Welcome to the NLP coursework repository for the Honours Bachelor of Artificial Intelligence program at Durham College. This repository contains weekly labs, assignments, and the final project completed during the Winter 2024 term.
NLP/
├── Assignment 1/
├── Final Project/
├── Labs/
│ ├── Week 2/
│ ├── Week 3/
│ ├── Week 4/
│ ├── Week 5/
│ ├── Week 6/
│ ├── Week 9/
│ ├── Week 10/
│ └── Week 11/
├── NLP_textbook.pdf
└── .gitattributes
- Assignment 1/: First major assignment focusing on foundational NLP concepts.
- Final Project/: Capstone project applying advanced NLP techniques.
- Labs/: Weekly lab exercises covering topics such as tokenization, POS tagging, and sentiment analysis.
- NLP_textbook.pdf: Primary course textbook for reference.
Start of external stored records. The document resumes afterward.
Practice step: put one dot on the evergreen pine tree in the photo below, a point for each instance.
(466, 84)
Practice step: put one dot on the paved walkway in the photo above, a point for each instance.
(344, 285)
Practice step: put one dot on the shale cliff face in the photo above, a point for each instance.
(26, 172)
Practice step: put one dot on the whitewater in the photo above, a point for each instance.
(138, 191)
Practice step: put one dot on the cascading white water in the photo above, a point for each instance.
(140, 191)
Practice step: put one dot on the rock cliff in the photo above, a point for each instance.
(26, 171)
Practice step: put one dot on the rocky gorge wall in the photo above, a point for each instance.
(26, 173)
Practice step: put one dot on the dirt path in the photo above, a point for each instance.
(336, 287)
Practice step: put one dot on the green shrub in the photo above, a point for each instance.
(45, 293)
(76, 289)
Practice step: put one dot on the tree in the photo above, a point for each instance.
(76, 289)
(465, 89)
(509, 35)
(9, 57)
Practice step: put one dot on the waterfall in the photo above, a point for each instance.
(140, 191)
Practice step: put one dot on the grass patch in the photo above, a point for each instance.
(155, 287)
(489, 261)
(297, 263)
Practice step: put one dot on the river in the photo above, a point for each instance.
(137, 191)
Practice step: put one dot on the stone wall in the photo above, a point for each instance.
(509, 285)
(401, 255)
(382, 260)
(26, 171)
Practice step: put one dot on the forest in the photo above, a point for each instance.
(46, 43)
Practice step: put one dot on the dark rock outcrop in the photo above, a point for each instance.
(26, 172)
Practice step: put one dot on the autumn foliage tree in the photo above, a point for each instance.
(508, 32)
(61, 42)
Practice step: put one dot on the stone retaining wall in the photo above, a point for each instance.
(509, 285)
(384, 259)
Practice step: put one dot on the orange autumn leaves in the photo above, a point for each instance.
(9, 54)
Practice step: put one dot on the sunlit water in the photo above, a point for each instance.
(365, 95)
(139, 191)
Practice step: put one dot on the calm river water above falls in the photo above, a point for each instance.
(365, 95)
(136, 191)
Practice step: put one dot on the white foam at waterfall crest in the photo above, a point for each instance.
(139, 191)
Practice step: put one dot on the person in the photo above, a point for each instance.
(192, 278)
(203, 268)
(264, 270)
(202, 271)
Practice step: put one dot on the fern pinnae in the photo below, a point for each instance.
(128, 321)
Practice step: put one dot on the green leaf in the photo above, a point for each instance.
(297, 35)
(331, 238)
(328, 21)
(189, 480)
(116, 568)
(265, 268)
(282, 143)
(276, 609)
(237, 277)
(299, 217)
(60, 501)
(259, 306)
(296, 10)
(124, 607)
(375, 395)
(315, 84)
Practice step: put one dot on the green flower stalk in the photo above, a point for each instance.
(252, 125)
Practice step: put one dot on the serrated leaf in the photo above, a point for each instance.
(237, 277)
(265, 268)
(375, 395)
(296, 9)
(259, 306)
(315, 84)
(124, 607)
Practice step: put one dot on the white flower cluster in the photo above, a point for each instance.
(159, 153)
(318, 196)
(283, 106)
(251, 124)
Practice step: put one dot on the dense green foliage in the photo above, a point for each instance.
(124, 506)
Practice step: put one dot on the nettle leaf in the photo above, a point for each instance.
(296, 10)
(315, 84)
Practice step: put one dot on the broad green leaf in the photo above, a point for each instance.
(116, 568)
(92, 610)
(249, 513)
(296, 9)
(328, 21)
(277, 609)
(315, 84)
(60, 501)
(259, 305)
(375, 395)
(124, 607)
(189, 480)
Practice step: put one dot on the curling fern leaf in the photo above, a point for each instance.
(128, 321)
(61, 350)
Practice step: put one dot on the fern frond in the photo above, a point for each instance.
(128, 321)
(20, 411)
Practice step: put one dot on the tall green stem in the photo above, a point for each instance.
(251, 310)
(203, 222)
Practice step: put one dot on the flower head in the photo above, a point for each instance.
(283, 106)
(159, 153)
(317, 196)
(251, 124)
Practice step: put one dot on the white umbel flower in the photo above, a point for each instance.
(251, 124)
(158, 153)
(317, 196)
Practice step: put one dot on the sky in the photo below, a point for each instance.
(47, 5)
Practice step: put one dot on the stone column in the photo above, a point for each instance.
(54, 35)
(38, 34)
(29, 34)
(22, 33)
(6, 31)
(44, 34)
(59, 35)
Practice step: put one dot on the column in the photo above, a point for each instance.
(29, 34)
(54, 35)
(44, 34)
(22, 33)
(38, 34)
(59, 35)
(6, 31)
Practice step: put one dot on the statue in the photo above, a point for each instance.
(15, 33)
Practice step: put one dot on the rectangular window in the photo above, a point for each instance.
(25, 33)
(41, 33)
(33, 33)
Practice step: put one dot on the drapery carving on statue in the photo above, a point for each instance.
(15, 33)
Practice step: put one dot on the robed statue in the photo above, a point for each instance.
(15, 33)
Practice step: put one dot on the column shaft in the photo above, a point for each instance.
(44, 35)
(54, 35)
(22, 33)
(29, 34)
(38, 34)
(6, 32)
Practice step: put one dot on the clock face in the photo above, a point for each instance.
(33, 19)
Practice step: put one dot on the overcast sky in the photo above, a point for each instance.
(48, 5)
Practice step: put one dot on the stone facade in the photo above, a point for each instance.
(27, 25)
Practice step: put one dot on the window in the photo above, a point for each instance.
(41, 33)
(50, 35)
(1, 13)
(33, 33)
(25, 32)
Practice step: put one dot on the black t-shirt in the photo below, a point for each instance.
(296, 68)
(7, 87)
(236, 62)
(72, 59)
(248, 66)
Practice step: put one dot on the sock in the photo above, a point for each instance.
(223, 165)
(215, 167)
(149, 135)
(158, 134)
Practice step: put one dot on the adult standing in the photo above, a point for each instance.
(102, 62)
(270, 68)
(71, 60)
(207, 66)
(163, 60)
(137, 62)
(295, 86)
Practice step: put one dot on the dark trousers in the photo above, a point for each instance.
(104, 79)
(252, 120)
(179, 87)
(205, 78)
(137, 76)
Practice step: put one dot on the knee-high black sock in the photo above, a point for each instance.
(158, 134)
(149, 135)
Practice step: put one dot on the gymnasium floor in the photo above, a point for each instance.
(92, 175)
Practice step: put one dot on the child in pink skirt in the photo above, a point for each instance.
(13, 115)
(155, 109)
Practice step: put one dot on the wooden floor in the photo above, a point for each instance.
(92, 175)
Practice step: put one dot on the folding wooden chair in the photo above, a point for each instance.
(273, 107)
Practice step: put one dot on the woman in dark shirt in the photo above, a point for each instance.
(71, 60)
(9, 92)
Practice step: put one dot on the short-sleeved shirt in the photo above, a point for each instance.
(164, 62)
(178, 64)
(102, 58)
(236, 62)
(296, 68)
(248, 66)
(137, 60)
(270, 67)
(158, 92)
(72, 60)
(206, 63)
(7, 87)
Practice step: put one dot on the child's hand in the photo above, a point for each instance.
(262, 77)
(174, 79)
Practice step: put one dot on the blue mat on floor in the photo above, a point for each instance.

- Text preprocessing and normalization
- Tokenization and part-of-speech tagging
- Named Entity Recognition (NER)
- Sentiment analysis
- Word embeddings (Word2Vec, GloVe)
- Transformer architectures (BERT, GPT)
- Sequence labeling and classification
- Final project: End-to-end NLP pipeline development
- Python 3.8+
- Jupyter Notebooks
- NLTK, spaCy, scikit-learn
- PyTorch, Hugging Face Transformers
- Pandas, NumPy, Matplotlib
To set up the environment:
-
Clone the repository:
git clone https://github.com/ROCCYK/NLP.git
-
Navigate to the project directory:
cd NLP
-
Create and activate a virtual environment (optional but recommended):
python -m venv venv source venv/bin/activate # On Windows: venv\Scripts\activate
-
Install the required packages:
pip install -r requirements.txt
-
Launch Jupyter Notebook:
jupyter notebook
- NLP_textbook.pdf: Core textbook covering theoretical and practical aspects of NLP.
- Hugging Face Transformers Documentation: Comprehensive guide to transformer models and their applications.
- spaCy Documentation: Detailed documentation on spaCy's NLP capabilities.
- Ensure that all dependencies are installed as per
requirements.txt
. - Some notebooks may require additional datasets; instructions are provided within the respective notebooks.
- For any issues or questions, please refer to the course's communication channels.